Pearls & Pitfalls (Crucial for FRCS/Board Exams)
Pearls:
- High Index of Suspicion for Vascular Injury: Distal femoral physeal fractures, especially those with significant displacement (e.g., posterior displacement), are notoriously associated with popliteal artery injury. Always perform a thorough neurovascular assessment, document pulses and perfusion carefully, and consider an Ankle-Brachial Index (ABI) or even angiography/CT angiography if pulses are diminished or equivocal.
- Salter-Harris IV Specifics: These are intra-articular and physeal. Anatomic reduction of both the articular surface and the physis is paramount. Failure to achieve anatomic reduction is a direct predictor of poor outcomes, including growth arrest and post-traumatic arthritis.
- Imaging for Planning: CT is almost mandatory for Salter-Harris type III and IV fractures to delineate articular involvement and displacement precisely. MRI provides detailed growth plate information but often delays urgent surgery.

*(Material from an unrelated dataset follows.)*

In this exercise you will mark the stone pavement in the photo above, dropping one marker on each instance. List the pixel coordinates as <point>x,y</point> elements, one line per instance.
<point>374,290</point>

- Growth Plate Protection: When placing hardware, always use smooth K-wires across the physis for temporary or definitive fixation (especially if spanning the physis for extended periods). If cannulated screws are used for metaphyseal-epiphyseal fixation, ensure threads do not cross the physis or are placed in a trajectory that minimizes growth plate damage, typically perpendicular to the physis in the metaphyseal bone to capture the epiphyseal fragment. Hardware removal after union is often considered.

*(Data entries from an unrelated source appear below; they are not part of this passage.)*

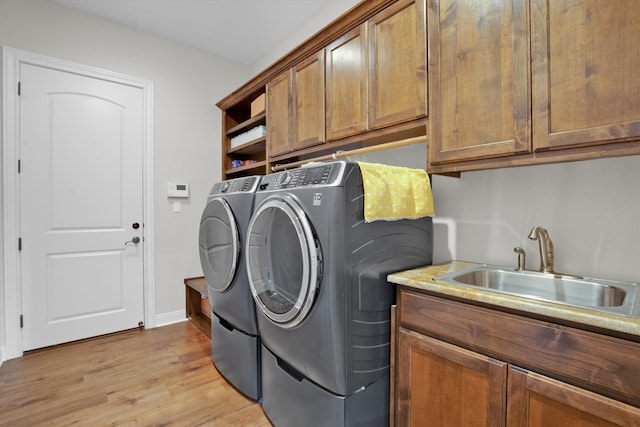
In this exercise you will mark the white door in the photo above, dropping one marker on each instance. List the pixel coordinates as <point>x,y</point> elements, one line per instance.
<point>81,206</point>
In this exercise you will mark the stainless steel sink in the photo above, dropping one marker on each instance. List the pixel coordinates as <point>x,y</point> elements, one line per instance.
<point>604,295</point>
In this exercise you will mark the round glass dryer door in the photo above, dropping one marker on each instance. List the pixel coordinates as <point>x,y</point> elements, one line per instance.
<point>283,260</point>
<point>220,244</point>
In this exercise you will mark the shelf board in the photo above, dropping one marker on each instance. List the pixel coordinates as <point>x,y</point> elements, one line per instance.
<point>260,119</point>
<point>257,165</point>
<point>258,145</point>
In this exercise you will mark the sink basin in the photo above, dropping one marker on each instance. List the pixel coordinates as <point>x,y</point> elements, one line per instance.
<point>604,295</point>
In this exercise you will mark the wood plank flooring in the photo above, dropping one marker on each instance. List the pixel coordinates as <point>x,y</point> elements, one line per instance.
<point>162,376</point>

- Stability of Fixation: Distal femoral fractures in children can be challenging to stabilize. The fixation needs to be robust enough to withstand early weight bearing (once indicated) and motion without sacrificing growth plate integrity.
- Soft Tissue Interposition: Ensure no soft tissue (periosteum, capsule, menisci) is interposed at the fracture site, as this will prevent anatomic reduction. Open reduction allows direct visualization and removal of any interposed tissue.
- Long-Term Monitoring: These injuries require long-term follow-up until skeletal maturity to detect and address potential complications like growth arrest, angular deformity, and leg length discrepancy. Serial scanograms are essential.
Pitfalls:
- Inadequate Reduction: Accepting even minimal articular step-off (>1-2mm) or physeal malalignment will almost certainly lead to long-term sequelae (arthritis, growth arrest, angular deformity). Strive for anatomical perfection.
- Neglecting Vascular Injury: Missing a popliteal artery injury can lead to limb ischemia and loss. A normal initial pulse may become compromised with swelling or reduction.
- Growth Plate Violation with Threaded Hardware: Using threaded screws across the physis (particularly the central, active growth zone) will cause growth arrest. Smooth K-wires are safer if physeal crossing is unavoidable.
- Insufficient Fixation: An unstable construct can lead to loss of reduction, delayed union, or non-union. The fixation must be appropriate for the fracture pattern and patient age.
- Premature Weight Bearing: Introducing weight bearing too early can lead to loss of reduction, hardware failure, or delayed union. Adherence to a strict NWB protocol initially is crucial.
- Delayed Presentation: Delayed presentation or diagnosis can make reduction more difficult due to early callus formation and soft tissue contracture.
- Compartment Syndrome: Although less common in distal femoral fractures than in tibia fractures, significant soft tissue swelling and hematoma in the thigh warrant vigilance for compartment syndrome.
- Failure to Plan Hardware Removal: In skeletally immature patients, hardware that crosses or impinges on the physis should generally be removed once union is achieved to prevent late growth arrest or irritation, unless removal carries higher risks.
- Ignoring Concomitant Injuries: High-energy mechanisms can cause other injuries, including ligamentous damage to the knee. While primary focus is on the fracture, a comprehensive assessment is vital.